Defendant-Appellant, Estefana Flores (“Flores”) appeals from a trial court order denying her motion for summary judgment and granting summary judgment in favor of Plaintiff-Appellee, Millers Casualty Insurance Company of Texas (“Millers”). The trial court concluded that an insurance policy issued by Millers to Dr. Harry Winkworth (“Dr. Winkworth”) excluded coverage for injuries that Flores suffered at the hands of Dr. Winkworth’s assistant. On appeal, we address whether the trial court erred in granting summary judgment in favor of Millers. We review this case under SCRA1986, 12-102(A)(1) (Repl.Pamp.1992), and affirm.

I.

Flores, a patient of Dr. Winkworth, suffered a debilitating stroke after Florence Curtis (“Curtis”), Dr. Winkworth’s unsupervised and untrained assistant, gave Flores a contraindicated injection of estrogen. In September of 1989, Flores brought suit against Dr. Winkworth, his professional corporation, and Curtis. On May 2, 1990, Millers, having sold Dr. Winkworth a Deluxe Businessowners Policy, filed a declaratory judgment action against Flores, Dr. Wink-worth, and Curtis. Based on an exclusion in the policy, Millers sought a declaration that it had no duty to defend or indemnify Dr. Winkworth or his corporation for the claims raised in Flores’s lawsuit.

On April 1,1991, Flores made a motion for summary judgment in Millers’s declaratory judgment action. Flores contended that the insurance policy sold by Millers to Dr. Wink-worth required Millers to defend Dr. Wink-worth, and obligated Millers to satisfy any judgment or settlement in her case against Dr. Winkworth. On April 9, 1991, Millers filed a response to Flores’s summary judgment motion and a cross-motion for summary judgment. Millers claimed that the policy issued to Dr. Winkworth “unambiguously excluded liability for injury arising out of ‘professional services,’ ” and thus, did not provide coverage for Flores’s medical malpractice claims against Dr. Winkworth and Curtis.

The trial court held a hearing on the summary judgment motions on August 27, 1991. Following argument of counsel, the trial court denied Flores’s motion for summary judgment and granted Millers’s cross-motion. Flores appeals the trial court’s ruling to this Court.

II.

On appeal, we address whether the trial court correctly granted summary judgment in favor of Millers. Summary judgment is properly granted in a case when no genuine issues of material fact are presented and the moving party is entitled to judgment as a matter of law. SCRA 1986, 1-056(C) (Repl.Pamp.1992); New Mexico Physicians Mut. Liab. Co. v. LaMure, 116 N.M. 92, 100, 860 P.2d 734, 742 (1993). Both parties agree that no issues of material fact are presented. Thus, we determine whether the trial court correctly concluded that Millers was entitled to judgment as a matter of law.

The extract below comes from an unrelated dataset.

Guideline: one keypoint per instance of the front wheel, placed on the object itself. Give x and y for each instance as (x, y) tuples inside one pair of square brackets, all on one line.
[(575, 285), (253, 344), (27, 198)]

The Deluxe Businessowners Policy that Millers sold to Dr. Winkworth stated:

[Millers] will pay on behalf of the insured all sums which the insured shall become legally obligated to pay as damages because of bodily injury, property damage or personal injury caused by an occurrence to which this insurance applies.
% if: Hí * ❖
[T]his policy does not apply:
* * * * * *
8. to bodily injury or property damage due to rendering of or failure to render any professional service, including but not limited to:
(a) legal, accounting, advertising, engineering, drafting, architectural, and
(b) medical, dental, pharmacological, cosmetic, hearing aid, optical, or ear piercing services____

(Emphasis omitted). In granting summary judgment for Millers, the trial court concluded that Flores’s claims sounded in medical malpractice, and that the insurance policy’s professional services exclusion — by including medical services in the definition of “professional service” — precluded coverage for such claims.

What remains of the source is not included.